À 91 ans, Paul Biya n’a-t-il pas, après tout, le droit d’aller se soigner ou se reposer, y compris à l’étranger ?
Aucun de ses concitoyens ne lui conteste ce droit. Et pourquoi devrait-on contester aux Camerounais le droit de prendre des nouvelles de leur président, y compris de sa santé, ne serait-ce que pour le porter dans leurs prières ? Une information simple et claire aurait suffi, pour prévenir les rumeurs, que le ministre de l’Administration territoriale prête à des personnes sans scrupule, colporteurs de nouvelles mensongères et d’élucubrations visant à semer la confusion et le doute dans les esprits, à installer le pays dans l’incertitude.
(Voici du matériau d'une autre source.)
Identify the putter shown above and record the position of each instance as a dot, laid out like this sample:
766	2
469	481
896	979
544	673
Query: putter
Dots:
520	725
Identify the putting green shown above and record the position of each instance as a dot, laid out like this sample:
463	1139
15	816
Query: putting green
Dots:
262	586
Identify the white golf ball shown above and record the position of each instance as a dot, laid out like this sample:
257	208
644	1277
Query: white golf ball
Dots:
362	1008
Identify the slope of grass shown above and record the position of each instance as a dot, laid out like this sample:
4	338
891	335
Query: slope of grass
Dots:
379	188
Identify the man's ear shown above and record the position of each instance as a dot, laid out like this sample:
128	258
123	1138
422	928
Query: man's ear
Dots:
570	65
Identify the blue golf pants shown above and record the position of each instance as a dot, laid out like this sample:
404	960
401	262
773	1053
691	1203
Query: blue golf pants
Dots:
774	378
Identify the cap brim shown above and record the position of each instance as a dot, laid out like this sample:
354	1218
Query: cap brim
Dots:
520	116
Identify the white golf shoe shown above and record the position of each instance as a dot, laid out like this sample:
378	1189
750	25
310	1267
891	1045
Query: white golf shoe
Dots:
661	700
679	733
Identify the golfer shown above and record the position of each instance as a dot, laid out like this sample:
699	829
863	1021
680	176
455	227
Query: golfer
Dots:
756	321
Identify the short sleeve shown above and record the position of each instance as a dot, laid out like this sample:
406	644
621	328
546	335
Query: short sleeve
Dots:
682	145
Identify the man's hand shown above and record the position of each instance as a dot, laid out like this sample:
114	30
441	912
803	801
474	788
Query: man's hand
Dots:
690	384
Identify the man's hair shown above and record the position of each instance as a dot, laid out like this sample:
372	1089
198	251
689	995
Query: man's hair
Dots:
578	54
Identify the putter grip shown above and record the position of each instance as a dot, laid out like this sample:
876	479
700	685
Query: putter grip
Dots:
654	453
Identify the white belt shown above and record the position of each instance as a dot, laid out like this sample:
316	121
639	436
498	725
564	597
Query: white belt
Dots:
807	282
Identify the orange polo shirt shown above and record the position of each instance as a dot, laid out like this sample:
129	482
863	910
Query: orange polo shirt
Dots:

Il reste à s’assurer que l’injonction à se taire ne sème tout autant la désolation.
Au regard du nombre de fois qu’une absences prolongée du chef de l’État camerounais à l’étranger – en l’occurrence, en Suisse – a donné lieu tant de fois à ce type de psychodrame, l’on se serait attendu à ce que l’entourage du président ait pensé un moyen, simple, d’anticiper les angoisses et les interrogations de leurs concitoyens, sans attendre, chaque fois, que les rumeurs s’affolent. Après tout, s’il survenait – qu’à Dieu ne plaise ! – un malheur, cette population serait la première à subir les conséquences des sourdes rivalités et des antagonismes violents au sein même du pouvoir, où l’on ne spécule pas moins sur l’avenir du pays sans Paul Biya.
Ces derniers mois, nombre de ces dignitaires ont pourtant écumé le Cameroun, pour mobiliser l’opinion en faveur d’une nouvelle candidature du président Biya, en octobre 2025…
Effectivement. Et si les dieux du Dja-et-Lobo le lui accordent, il terminerait ce futur mandat à pratiquement l’âge de… 100 ans ! Ce n’est donc pas uniquement par voyeurisme que les Camerounais demandent à être éclairés sur l’état de santé de leur président, lorsqu’ils ne le voient pas des semaines durant.
Ahmadou Ahidjo, son prédécesseur dans ces fonctions, avait 58 ans, lorsqu’il a subitement démissionné, en novembre 1982, et passé les commandes à Paul Biya, parce que ses médecins lui auraient diagnostiqué un mal dont le traitement allait nécessiter des absences fréquentes. Ainsi, ce dirigeant craint, qui passait pour un leader autoritaire, sinon pour un dictateur, avait renoncé au pouvoir, pour ne pas avoir à diriger son peuple par intermittence. Ou en vacancier. Mais, lui, il avait Paul Biya…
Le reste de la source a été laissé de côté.